In contrast to Chinese companies, the sales of large -scale foreign companies such as Volkswagen, which have long occupied the new car market in China for a long time, are currently declining.Volkswagen's sales in China from January to March 2023 decreased by 15%from the same period of the previous year to only 644,500.
Poor sales of pure electric vehicles are the reason for downturn.Due to sales competition, Volkswagen's sales in China's pure electric vehicles fell by 25%year -on -year.Although it has a higher share in the engine car market, it lags behind Chinese companies in pure electric vehicles.Nearly 40 % of Volkswagen's global sales in 2022 came from the Chinese market, and the slow operation in China could affect its operations.In the context of the narrowing of markets such as "new energy vehicles" such as pure electric vehicles and PHV, Japanese cars such as Toyota have also been affected.

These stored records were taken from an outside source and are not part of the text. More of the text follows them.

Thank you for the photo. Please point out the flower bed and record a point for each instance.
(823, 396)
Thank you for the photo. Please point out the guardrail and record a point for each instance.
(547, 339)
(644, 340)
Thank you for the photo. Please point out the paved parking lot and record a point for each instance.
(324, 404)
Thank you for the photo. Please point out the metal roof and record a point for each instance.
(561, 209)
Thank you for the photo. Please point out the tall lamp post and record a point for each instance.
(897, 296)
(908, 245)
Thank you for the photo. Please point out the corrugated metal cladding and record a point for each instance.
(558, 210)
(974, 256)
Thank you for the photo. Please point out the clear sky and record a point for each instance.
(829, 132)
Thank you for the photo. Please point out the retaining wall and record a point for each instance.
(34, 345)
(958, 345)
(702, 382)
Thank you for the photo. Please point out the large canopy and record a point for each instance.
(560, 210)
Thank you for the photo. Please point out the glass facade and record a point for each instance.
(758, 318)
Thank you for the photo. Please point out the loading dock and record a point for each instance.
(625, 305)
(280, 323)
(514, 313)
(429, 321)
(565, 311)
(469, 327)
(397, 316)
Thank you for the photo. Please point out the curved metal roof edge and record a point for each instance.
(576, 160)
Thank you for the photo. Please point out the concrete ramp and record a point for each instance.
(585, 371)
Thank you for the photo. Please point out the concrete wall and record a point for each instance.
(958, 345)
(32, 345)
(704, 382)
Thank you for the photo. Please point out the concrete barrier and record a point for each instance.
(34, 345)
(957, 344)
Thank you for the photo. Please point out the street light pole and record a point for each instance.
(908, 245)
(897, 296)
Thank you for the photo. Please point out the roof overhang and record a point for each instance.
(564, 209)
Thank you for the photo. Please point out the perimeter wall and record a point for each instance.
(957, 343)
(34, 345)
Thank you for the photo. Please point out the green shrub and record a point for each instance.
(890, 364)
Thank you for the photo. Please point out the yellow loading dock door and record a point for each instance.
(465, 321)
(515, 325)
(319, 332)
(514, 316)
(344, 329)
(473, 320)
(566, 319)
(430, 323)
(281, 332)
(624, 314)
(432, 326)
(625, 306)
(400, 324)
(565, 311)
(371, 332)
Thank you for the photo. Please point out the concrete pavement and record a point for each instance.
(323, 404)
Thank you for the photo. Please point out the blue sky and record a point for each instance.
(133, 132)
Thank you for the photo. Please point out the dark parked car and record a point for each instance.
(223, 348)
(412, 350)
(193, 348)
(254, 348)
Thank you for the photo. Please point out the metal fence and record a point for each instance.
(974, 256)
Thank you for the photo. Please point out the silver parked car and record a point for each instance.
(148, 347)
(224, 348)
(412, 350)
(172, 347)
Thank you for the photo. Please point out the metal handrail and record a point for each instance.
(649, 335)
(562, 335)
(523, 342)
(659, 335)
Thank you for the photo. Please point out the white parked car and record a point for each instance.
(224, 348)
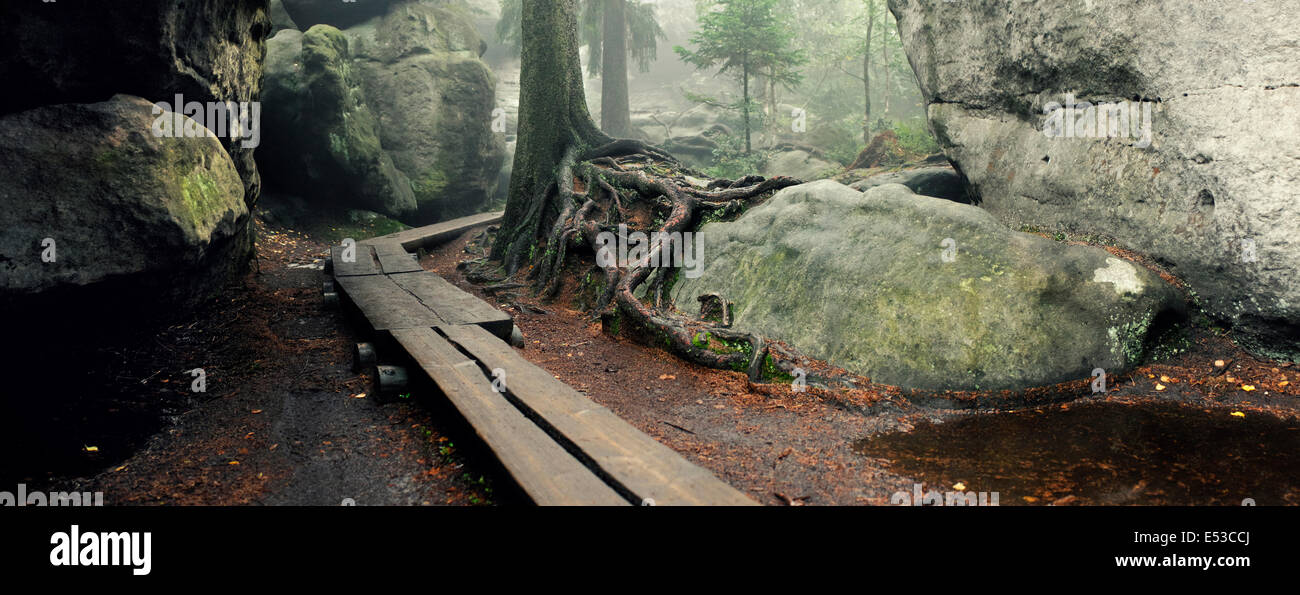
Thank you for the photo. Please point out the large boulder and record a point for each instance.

"Aiming at how to transfer the advantages of the Chinese market in the field of engine cars to pure electric vehicles, it is promoting a very clear plan."The idea.At the Shanghai Auto Show, the new pure electric vehicle and connected automobile research and development bases announced at Hefei City, Anhui Province are one of the measures.Volkswagen will invest 1 billion euros to shorten the development cycle of performance, interior and software accepted by the Chinese market to one third of the current third.
Since 30 years ago, China has established a cooperative relationship with the joint venture between Chinese enterprises and foreign capital involved in the development and production of new cars.This is because China wants to introduce new technologies dominated by foreign capital.However, the focus of the automotive industry is shifting from the number of parts and components that require a lot of technical tips to turn new energy vehicles such as pure electric vehicles.
China has become the leading market in global electric vehicles, and has now become the main battlefield.The relationship between foreign investment and Chinese companies showed signs of changes.A large car company in Germany said that "Chinese companies are more confident in the field of pure electric vehicles and reduce their dependence on foreign -funded enterprises."
Where does the "two fields" go?
Guangzhou Automobile Group, a state -owned large -scale automobile company, is screening the joint venture with overseas large enterprises.The joint venture with Toyota and Honda is called "Two Two -field", which pays attention to it. On the other hand, it was announced in the fall of 2022 to apply for bankruptcy with the joint venture of Stellandis in Europe, and sold the "jeep to the Chinese market" Geepfu"Brand, but the performance deteriorated.
Guangzhou Automobile will accelerate the strengthening pure electric vehicle business through the independent brand "GAC Aion".GM, which established a joint venture with Shanghai Automobile Group in 2022, established a direct sales channel for selling imported cars in 2022. In addition to joint venture companies, it also appeared to explore the autonomous route.
China proposes the conversion of "automobile power", the world's largest "car country", the world's largest "car country", and the world's largest "car country".The price reduction war caused by excessive competition in the new energy vehicle market, etc., has become increasingly intensified.Fierce competition will also trigger technological innovation.This year's Shanghai Auto Show may become a symbol of the turning point of further improvement of Chinese cars.